Chilean journalist (born 1961)

Aldo Rómulo Alejandro Schiappacasse Cambiaso (born 31 January 1961) is a Chilean journalist.

In 2001, he received the National Sports Journalism Award.

==Biography==
In the 80s, Schiappacasse studied at the University of Chile School of Journalism. He then began his professional career on the sports program Zoom Deportivo, on Televisión Nacional de Chile (TVN).

In 2002, he joined Chilevisión (CHV). There he became a sports commentator for the news program and a panelist on the political opinion program, Tolerancia Cero. He also hosted the talk show La Última Tentación.

In July 2005, Schiappacasse moved to Canal 13, where he joined to its sports are. There, he hosted Goles de Primera División, a program which broadcast the right to show the images and goals of the Chilean Primera División, unlike the matches that were broadcast on the Canal del Fútbol (CDF).

In Canal 13, Schiappacasse also commentated the football matches of the Chilean football team during the 2010 FIFA World Cup qualification (2007–2009), where Chile qualified to a World Cup after 12 years of absence.
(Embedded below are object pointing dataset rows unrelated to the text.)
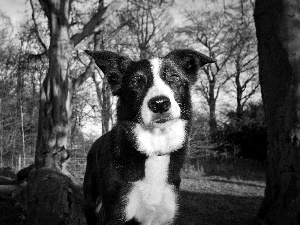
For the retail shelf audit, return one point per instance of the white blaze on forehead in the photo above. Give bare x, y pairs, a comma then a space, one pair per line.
159, 88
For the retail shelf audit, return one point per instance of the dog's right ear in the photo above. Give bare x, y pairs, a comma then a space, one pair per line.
113, 66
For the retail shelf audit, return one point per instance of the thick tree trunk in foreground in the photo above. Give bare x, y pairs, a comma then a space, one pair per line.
278, 34
53, 199
53, 196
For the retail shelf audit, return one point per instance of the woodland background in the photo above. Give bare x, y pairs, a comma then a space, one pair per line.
54, 103
227, 105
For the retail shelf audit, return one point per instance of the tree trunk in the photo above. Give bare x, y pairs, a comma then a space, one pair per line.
239, 91
212, 109
55, 105
278, 34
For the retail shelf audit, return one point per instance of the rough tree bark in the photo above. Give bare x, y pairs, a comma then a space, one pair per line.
278, 34
52, 195
57, 89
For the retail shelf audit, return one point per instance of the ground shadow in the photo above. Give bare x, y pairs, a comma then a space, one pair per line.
212, 209
238, 183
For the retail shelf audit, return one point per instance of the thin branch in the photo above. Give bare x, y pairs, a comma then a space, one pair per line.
99, 17
36, 26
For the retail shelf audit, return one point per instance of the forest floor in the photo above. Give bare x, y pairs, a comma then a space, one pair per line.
231, 195
226, 194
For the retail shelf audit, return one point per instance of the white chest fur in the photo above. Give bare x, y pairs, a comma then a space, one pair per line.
152, 201
161, 139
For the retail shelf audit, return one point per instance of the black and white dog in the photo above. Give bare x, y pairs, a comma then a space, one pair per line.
133, 171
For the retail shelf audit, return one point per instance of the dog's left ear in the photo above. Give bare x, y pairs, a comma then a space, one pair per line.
189, 61
113, 66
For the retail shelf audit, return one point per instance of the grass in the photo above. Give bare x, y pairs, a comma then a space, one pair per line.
216, 193
223, 194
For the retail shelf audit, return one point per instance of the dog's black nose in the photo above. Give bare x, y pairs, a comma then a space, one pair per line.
159, 104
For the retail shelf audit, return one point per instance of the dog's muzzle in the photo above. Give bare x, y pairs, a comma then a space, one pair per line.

In 2011, he began his emblematic duo with Claudio Palma, when the latter was hired by Canal 13 to broadcast the Copa América in Argentina. With him, he commentated in contests like the 2014 FIFA World Cup in Brazil, Chile's two-time championship in the 2015 Copa América and the Copa América Centenario (2016), and the 2017 FIFA Confederations Cup.

After 13 years, Schiappacasse left Canal 13 and returned to CHV, which also hired Claudio Palma to broadcast Chile's matches.